Methylated Spirits has a colourant but people still drink same.

Twelvevolts
12-05-2010, 09:10 PM
Should the "adult" who carried James outside and placed him in the recovery position be charged with manslaughter for not taking proper care?

One can understand the parents are desperately upset and grieving - but there is something disturbing in a situation where only one person was responsible for this (the deceased) how the parents look around for someone to blame. The adult clearly did what he thought was right at the time, turns out he might have done more to save him, but in no way is any fault attributable to him.

The victim reflex is so strong here in New Zealand right now that even where there is no crime, people try hard to find one so they can blame someone.

Twelvevolts
12-05-2010, 09:13 PM
@ Paul.Cov

Methylated Spirits has a colourant but people still drink same.

Saw a guy drinking Meths outside District Court Number 1 one day, try convincing him that prohibition (or adding poison for that matter) works as a preventative strategy.

qazwsxokmijn
12-05-2010, 09:32 PM
This sort of thing happens once in a while. I blame the fact that the kid probably just did not know what too much alcohol in one sitting can potentially do, simple as that.

When I was 16/17 I got drunk so bad....was off my face, couldn't remember most of what happened the night before, apparently said some funny/highly embarrassing stuff and had a hangover that lasted the whole day the next day.

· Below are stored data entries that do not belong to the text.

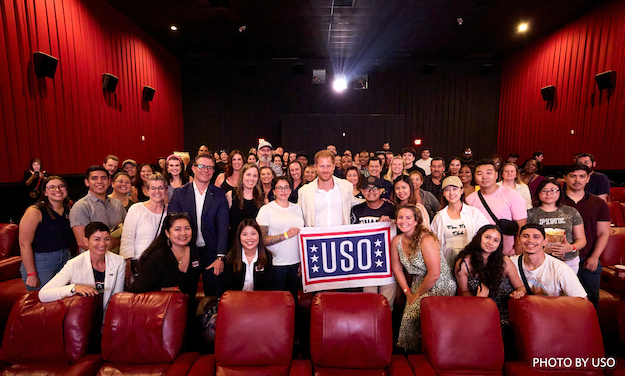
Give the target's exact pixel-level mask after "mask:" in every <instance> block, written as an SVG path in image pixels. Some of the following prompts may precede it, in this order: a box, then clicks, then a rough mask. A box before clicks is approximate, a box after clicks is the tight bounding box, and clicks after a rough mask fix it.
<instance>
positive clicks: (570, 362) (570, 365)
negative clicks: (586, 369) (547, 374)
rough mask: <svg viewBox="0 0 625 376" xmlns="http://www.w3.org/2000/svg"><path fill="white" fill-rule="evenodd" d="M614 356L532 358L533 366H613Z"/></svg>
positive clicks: (586, 367) (612, 366)
mask: <svg viewBox="0 0 625 376" xmlns="http://www.w3.org/2000/svg"><path fill="white" fill-rule="evenodd" d="M614 366H616V359H615V358H532V367H534V368H559V369H562V368H571V369H579V368H614Z"/></svg>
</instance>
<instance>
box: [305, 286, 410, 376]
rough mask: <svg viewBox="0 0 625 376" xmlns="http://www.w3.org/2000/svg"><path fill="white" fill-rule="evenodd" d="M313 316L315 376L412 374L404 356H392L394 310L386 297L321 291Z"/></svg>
mask: <svg viewBox="0 0 625 376" xmlns="http://www.w3.org/2000/svg"><path fill="white" fill-rule="evenodd" d="M310 316H311V318H310V322H311V323H310V353H311V361H312V363H313V368H314V372H315V373H314V374H315V375H316V376H324V375H359V376H368V375H384V374H388V375H411V376H412V375H413V373H412V369H411V368H410V365H409V364H408V361H407V360H406V358H405V357H404V356H403V355H392V352H393V328H392V323H391V310H390V308H389V306H388V301H387V300H386V298H384V296H382V295H380V294H370V293H334V292H322V293H319V294H316V295H315V297H314V298H313V303H312V307H311V314H310Z"/></svg>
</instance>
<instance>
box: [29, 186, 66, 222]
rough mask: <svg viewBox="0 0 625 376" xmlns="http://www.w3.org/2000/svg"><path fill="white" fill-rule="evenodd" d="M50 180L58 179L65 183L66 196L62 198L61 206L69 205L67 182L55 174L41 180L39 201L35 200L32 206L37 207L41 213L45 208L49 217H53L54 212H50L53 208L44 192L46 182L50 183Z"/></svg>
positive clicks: (43, 211)
mask: <svg viewBox="0 0 625 376" xmlns="http://www.w3.org/2000/svg"><path fill="white" fill-rule="evenodd" d="M52 180H60V181H62V182H63V184H65V190H66V191H67V197H65V199H64V200H63V207H69V187H68V186H67V182H66V181H65V179H63V178H62V177H60V176H56V175H54V176H49V177H47V178H46V179H45V180H44V181H43V183H42V184H41V195H40V196H39V201H37V202H36V203H35V204H34V205H33V206H35V207H36V208H37V209H39V210H40V211H41V213H42V214H43V212H44V210H45V212H46V213H48V215H49V216H50V218H52V219H55V218H54V214H52V210H53V209H52V204H51V203H50V200H49V199H48V196H46V194H45V192H46V188H47V187H48V183H50V182H51V181H52ZM65 214H68V213H65Z"/></svg>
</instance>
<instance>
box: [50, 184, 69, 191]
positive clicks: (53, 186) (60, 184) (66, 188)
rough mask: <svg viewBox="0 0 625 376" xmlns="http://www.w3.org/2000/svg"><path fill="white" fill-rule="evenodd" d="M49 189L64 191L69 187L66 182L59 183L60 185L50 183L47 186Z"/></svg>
mask: <svg viewBox="0 0 625 376" xmlns="http://www.w3.org/2000/svg"><path fill="white" fill-rule="evenodd" d="M46 189H47V190H49V191H56V190H57V189H58V190H59V191H64V190H66V189H67V186H66V185H65V184H59V185H48V186H47V187H46Z"/></svg>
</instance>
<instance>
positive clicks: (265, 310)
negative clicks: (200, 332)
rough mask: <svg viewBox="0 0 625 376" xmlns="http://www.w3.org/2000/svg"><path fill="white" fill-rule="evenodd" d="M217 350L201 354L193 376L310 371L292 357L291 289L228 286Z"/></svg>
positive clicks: (307, 366)
mask: <svg viewBox="0 0 625 376" xmlns="http://www.w3.org/2000/svg"><path fill="white" fill-rule="evenodd" d="M216 325H217V330H216V333H215V354H214V355H203V356H200V357H199V358H198V359H197V360H196V362H195V364H194V365H193V368H192V369H191V371H190V372H189V375H193V376H197V375H215V374H218V375H259V376H260V375H263V376H265V375H306V376H310V375H311V368H310V362H308V361H302V360H292V356H293V339H294V331H295V301H294V300H293V296H292V295H291V294H290V293H289V292H286V291H252V292H243V291H227V292H226V293H224V294H223V295H222V297H221V300H220V301H219V311H218V313H217V323H216Z"/></svg>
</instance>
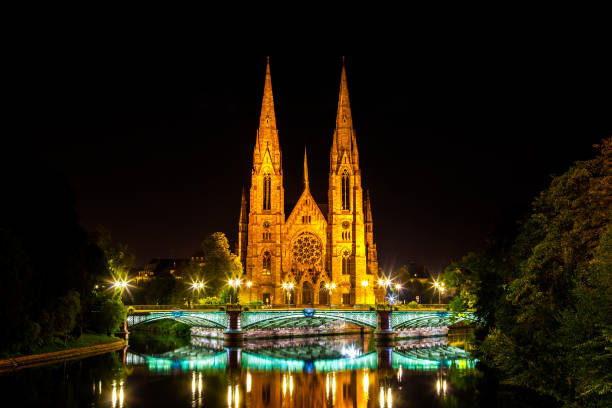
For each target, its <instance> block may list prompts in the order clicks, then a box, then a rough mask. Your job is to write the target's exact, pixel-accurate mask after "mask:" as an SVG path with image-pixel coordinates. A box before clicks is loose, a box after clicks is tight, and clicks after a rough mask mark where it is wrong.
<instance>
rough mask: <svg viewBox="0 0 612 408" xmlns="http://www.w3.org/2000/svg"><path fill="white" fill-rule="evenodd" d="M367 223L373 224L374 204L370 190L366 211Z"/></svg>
mask: <svg viewBox="0 0 612 408" xmlns="http://www.w3.org/2000/svg"><path fill="white" fill-rule="evenodd" d="M365 213H366V214H365V215H366V217H365V219H366V221H365V222H372V204H371V202H370V190H369V189H368V190H366V211H365Z"/></svg>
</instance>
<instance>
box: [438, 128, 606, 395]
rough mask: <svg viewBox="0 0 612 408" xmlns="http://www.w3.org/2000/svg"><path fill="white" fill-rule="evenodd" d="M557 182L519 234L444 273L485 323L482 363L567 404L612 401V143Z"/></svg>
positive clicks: (482, 346)
mask: <svg viewBox="0 0 612 408" xmlns="http://www.w3.org/2000/svg"><path fill="white" fill-rule="evenodd" d="M600 149H601V154H600V155H598V156H597V157H596V158H594V159H592V160H589V161H586V162H577V163H575V165H574V166H573V167H572V168H570V170H569V171H568V172H566V173H565V174H563V175H561V176H558V177H555V178H554V179H553V180H552V182H551V184H550V186H549V187H548V188H547V189H545V190H544V191H542V192H541V193H540V195H539V196H538V197H537V198H536V200H535V201H534V203H533V208H532V212H531V214H530V215H529V217H528V218H527V219H526V220H525V221H524V222H523V223H521V225H520V228H519V229H518V232H516V233H510V232H508V231H506V232H505V234H501V235H500V237H499V239H497V240H494V242H493V243H492V245H491V247H490V248H489V249H488V250H487V251H485V252H483V253H479V254H469V255H467V256H466V257H464V258H463V259H462V260H461V261H460V262H458V263H456V264H453V265H451V266H449V267H448V268H447V269H446V272H445V275H444V278H445V280H446V282H447V283H448V284H449V285H452V286H453V287H454V288H456V289H457V296H456V298H455V299H453V302H452V305H453V307H455V308H462V307H469V305H470V303H472V304H473V305H474V306H475V307H476V309H477V311H476V313H477V314H478V315H479V316H480V317H481V318H482V319H483V320H484V322H485V326H484V329H483V330H481V331H480V333H479V334H480V335H479V336H477V337H478V338H479V339H480V340H482V341H481V342H480V343H478V344H477V345H478V353H479V357H480V358H481V360H482V361H484V362H485V363H486V364H488V365H490V366H491V367H494V368H495V369H497V370H498V373H499V375H500V376H501V378H502V379H503V380H504V381H505V382H506V383H508V384H513V385H517V386H523V387H528V388H531V389H533V390H536V391H538V392H540V393H542V394H546V395H550V396H553V397H554V398H556V399H557V400H559V401H560V402H562V403H564V404H565V405H566V406H568V407H569V406H571V407H574V406H576V407H578V406H580V407H598V406H610V405H612V374H611V373H612V352H611V350H612V336H611V333H612V283H611V280H612V269H611V257H612V255H611V254H612V251H611V249H612V246H611V245H610V242H611V240H612V238H611V237H610V231H611V225H610V217H611V215H612V138H610V139H607V140H604V141H603V144H602V146H600Z"/></svg>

Ever since that day I've never been drunk like that, but I still drink once in a while, sometimes causing a hangover the next day, but nothing like the above. I know what too much alcohol in one sitting can do, so I stop when I feel something is about to come off. :p

Nowadays I (borderline) enjoy sober driving some of my hilarious mates. They do/say the silliest things when off their face.

Friend 1: you SURE you're sober to drive??!
Me: yes, I only had one bourbon
Friend 1: whateves, you liar. What's 57+2?
Me: (thinking he's just being ridiculous/trying to be funny) oh **** just ST*U and get in the car
Friend 1: JUST ANSWER IT MAN!!!
Friend 2: **** man, it's 60!!!!

ubergeek85
14-05-2010, 01:50 AM
It really does sound like a bad combination of ignorance and situation, if he's never drunk before then he wouldn't know how it can sometimes take a moment for booze to do it's thing, so he thought I'll have some more, and more....

I think it would've been a different story if he had been drinking bourbon, he might be similar to me. I find vodka easy to drink straight, but bourbon is a challenge (not one I have passed though, I've drank a bottle of the stuff in a few hours).

As for adding a colouring, well, alcohol is meant to be colourless, odourless and tasteless, so if you add colour it's technically not vodka any more.